Der Kläger verneinte bei der Prüfung des unerlaubten Entfernens vom Unfallort bereits den objektiven Tatbestand, weil er den Sachschaden in Höhe von 70,00 EUR als belanglos wertete. Der Korrektor unterringelte diese Formulierung und notierte am Rand, die Grenze des Sachschadens liege eher bei 25,00 EUR und nicht wie vom Prüfling dargestellt bei 150,00 EUR. Nachdem bei dieser Schadensgrenze in Literatur und Rechtsprechung keine Einigkeit herrscht, kann die Darstellung des Klägers grundsätzlich nicht als falsch gewertet werden. Jedoch ergibt sich auch aus der Korrektur keine derartige Aussage. Vom Erstkorrektor als falsch gewertet wurde vielmehr - zu Recht - der darauffolgende Satz in der Klausur: „Nach der Rechtsprechung werden Sachschäden als gering angesehen, wenn Schadensersatzansprüche nicht gestellt werden.“ Der Kläger hat insoweit nicht einen eigenen, möglicherweise vertretbaren Standpunkt zur relevanten Schadenshöhe bei § 142 StGB ausgebreitet, sondern den Standpunkt der Rechtsprechung unrichtig dargestellt, da es entscheidend darauf ankommt, dass Schadensersatzansprüche im vorliegenden Fall nicht gestellt werden, sondern üblicherweise oder vernünftigerweise nicht gestellt werden. Dies stellt einen durchaus erheblichen und sachlichen Unterschied dar, so dass es sich nicht lediglich um eine zu vernachlässigende begriffliche Ungenauigkeit handelt, wie es die Klagebegründung darzustellen versucht.

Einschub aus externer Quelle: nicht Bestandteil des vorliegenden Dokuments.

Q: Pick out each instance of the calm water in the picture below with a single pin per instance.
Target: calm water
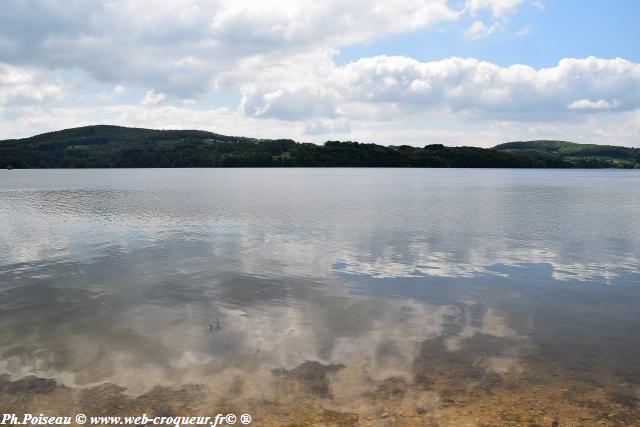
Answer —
(344, 296)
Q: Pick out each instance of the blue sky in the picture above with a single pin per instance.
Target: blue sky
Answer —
(459, 72)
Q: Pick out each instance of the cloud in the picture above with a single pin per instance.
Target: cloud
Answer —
(401, 85)
(180, 47)
(586, 104)
(497, 7)
(153, 98)
(479, 30)
(19, 85)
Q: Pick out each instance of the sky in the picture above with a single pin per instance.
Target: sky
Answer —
(416, 72)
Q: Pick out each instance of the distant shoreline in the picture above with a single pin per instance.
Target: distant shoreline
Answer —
(114, 147)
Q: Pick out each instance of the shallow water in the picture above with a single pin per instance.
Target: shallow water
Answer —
(323, 296)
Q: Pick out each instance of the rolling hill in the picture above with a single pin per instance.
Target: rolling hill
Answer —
(105, 146)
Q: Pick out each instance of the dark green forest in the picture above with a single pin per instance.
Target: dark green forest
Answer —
(120, 147)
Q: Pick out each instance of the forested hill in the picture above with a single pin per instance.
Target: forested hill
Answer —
(120, 147)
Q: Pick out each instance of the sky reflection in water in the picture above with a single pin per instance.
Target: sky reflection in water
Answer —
(114, 276)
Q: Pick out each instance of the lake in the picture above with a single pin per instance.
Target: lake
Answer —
(326, 296)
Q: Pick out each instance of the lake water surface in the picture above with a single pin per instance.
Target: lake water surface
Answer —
(326, 296)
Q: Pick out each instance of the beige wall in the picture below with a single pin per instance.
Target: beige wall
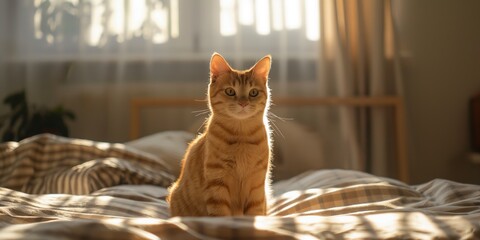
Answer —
(440, 50)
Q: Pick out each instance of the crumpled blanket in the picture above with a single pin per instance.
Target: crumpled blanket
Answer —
(51, 164)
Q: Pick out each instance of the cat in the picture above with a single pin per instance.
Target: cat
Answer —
(226, 169)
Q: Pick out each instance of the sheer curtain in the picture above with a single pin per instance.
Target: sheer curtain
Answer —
(94, 56)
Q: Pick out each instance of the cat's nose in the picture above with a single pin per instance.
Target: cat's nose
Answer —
(243, 104)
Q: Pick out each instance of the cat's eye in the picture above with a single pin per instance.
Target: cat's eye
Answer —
(230, 91)
(253, 93)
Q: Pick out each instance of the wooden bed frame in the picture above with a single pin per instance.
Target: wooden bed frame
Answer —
(138, 104)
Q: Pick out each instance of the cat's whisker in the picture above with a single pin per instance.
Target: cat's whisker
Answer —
(201, 112)
(283, 119)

Darüber hinaus durfte zulasten des Klägers beanstandet werden, dass er die Worte „vorsätzlich“ und „berechtigt“ auf Seite 5 der Klausur im Kontext nicht richtig verwendet hat. Der Einwand, der Prüfling habe das Erste Staatsexamen bestanden und kenne daher sehr wohl die unterschiedliche Bedeutung, vermag nicht zu überzeugen. Das bestandene Erste Juristische Staatsexamen berechtigt lediglich zur Teilnahme an der Zweiten Juristischen Staatsprüfung, ohne dass es Auswirkungen auf die Bewertung im Einzelnen hat. Jeder der Prüfungskandidaten muss sein Wissen erneut unter Beweis stellen. Zudem ist zu berücksichtigen, dass Prüfer selbst bei mehrdeutigen Begriffen nicht gehalten sind, zugunsten des Prüflings zu unterstellen, dieser werde das Richtige gemeint haben, sofern dafür keine Anhaltspunkte ersichtlich sind. Nichts anderes kann gelten, wenn der Prüfling eindeutig etwas Falsches schreibt.

Auch die Einlassung, die Ausführungen des Klägers zur Anwendung des „In dubio pro reo Grundsatzes“ hätten nicht als falsch, sondern lediglich als Folgefehler mit in der Sache richtigem Inhalt bewertet werden dürfen, vermag nicht durchzudringen. Der Kläger hat fehlerhaft verkannt, dass das Landgericht alle tatsächlichen Feststellungen zu § 6 PflVG getroffen hatte. Zudem hätte der Kläger dann ohnehin nur die gerichtliche Beweiswürdigung oder eine Verkennung von Beweisregeln angreifen können, nicht hingegen jedoch eine eigene Würdigung abgeben dürfen, weshalb es an einer logischen Folgeargumentation mangelt. Entsprechendes gilt für die fehlerhafte Prüfung des § 257 StGB.

Nicht nachvollziehbar rügt die Klage, die Korrektoren hätten die aus Sicht des Klägers gut gelungenen Ausführungen nicht angemessen bewertet. Tatsächlich enthält die Klausurlösung zu dieser Thematik keine Ausführungen zu den eigentlichen Schwerpunkten bei der Prüfung der Strafzumessung, insbesondere dass in diesem Fall eine strafschärfende Berücksichtigung einer Vorstrafe unzulässig war, eine nachträgliche Gesamtstrafe zu bilden gewesen wäre und die Geldstrafe nicht vollständig bezahlt wurde.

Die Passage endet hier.